Drew Berry has been a biomedical animator at the Walter and Eliza Hall Institute of Medical Research since 1995. He is a trained cell biologist turned biomedical animator whose stunning animations provide scientifically accurate visualizations explaining several cellular and molecular processes in molecular biology, cancer biology, malaria, and immunology. He has won several awards for his animations and more recently, he was awarded the MacArthur Foundation Fellowship in 2010. In addition to this, his animations have been featured at various museums, congresses and institutes world wide including International Genetics Congress 2003 (Australia), the Museum of Modern Art (USA), the Guggenheim Museum (USA), the Royal Institute of Great Britain (UK), Museum of Natural History Stuttgart ‘200th birthday of Charles Darwin’ exhibition (Germany) and University of Geneva’s ‘Genome Dome’ exhibition (Switzerland).

  • Dr. Jens Selige – scientific coordinator, SystemsX.ch, the Swiss Initiative in Systems Biology

SystemsX.ch is up to now the biggest public research initiative in Switzerland with the mandate to promote Systems Biology. It is a consortium with nine universities and three research institutions as partners, building a large scientific network.

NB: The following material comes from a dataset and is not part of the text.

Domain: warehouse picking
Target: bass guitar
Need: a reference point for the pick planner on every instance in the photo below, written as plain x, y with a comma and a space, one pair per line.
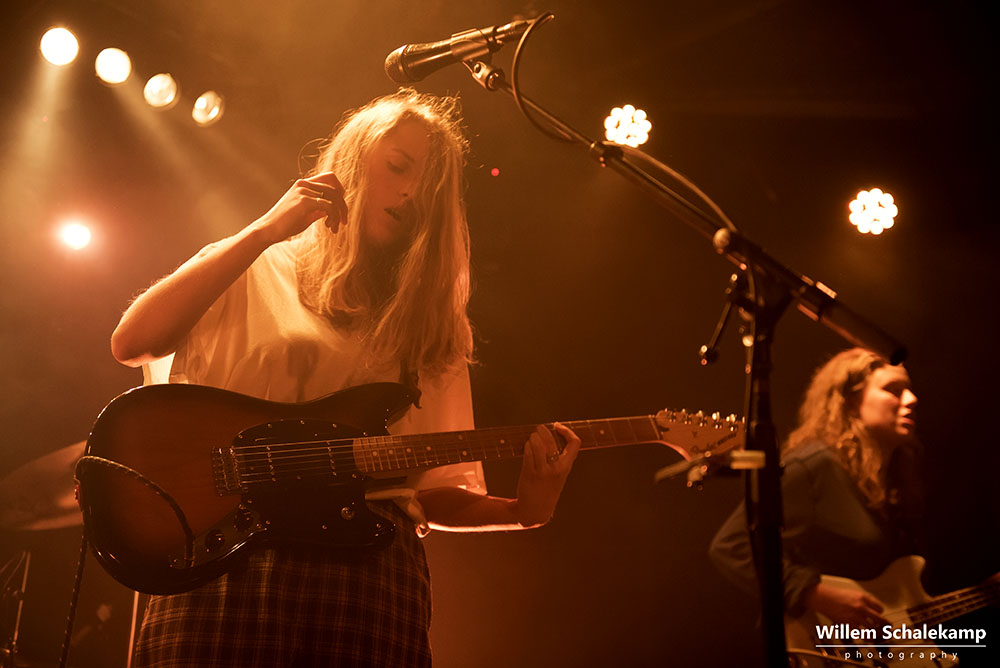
906, 602
177, 480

SystemsX.ch is determined to establish Switzerland among the world-leader in quantitative Systems Biology. This goal shall be achieved by combining Switzerland’s strengths in genomics and biomedical research with its flourishing core sciences as chemistry, mathematics, physics and engineering. In a paradigm shift biology is moving from a descriptive, qualitative science to a predictive, quantitative one. SystemsX.ch aims to accelerate this shift on three avenues: (1) developing innovative research and technology to obtain and analyse quantitative biomedical data, (2) via building mathematical models that simulate and predict the behaviour of biological systems, and most importantly: (3) asking the right biological questions.

SystemsX.ch sponsors a variety of projects, for periods ranging from 1 year to 4 years. SystemsX.ch encourages applications from young researchers, supports high-risk Systems Biology projects, and promotes Industry interactions with our academic partners through special projects. SystemsX.ch supports more than 1’000 researchers from about 300 research groups in 100 projects. Out of the 300 research group leaders, about 50% are biologists by training. The other 50% are chemists, physicists, engineers, computational scientists, medical scientists, mathematicians and even economists.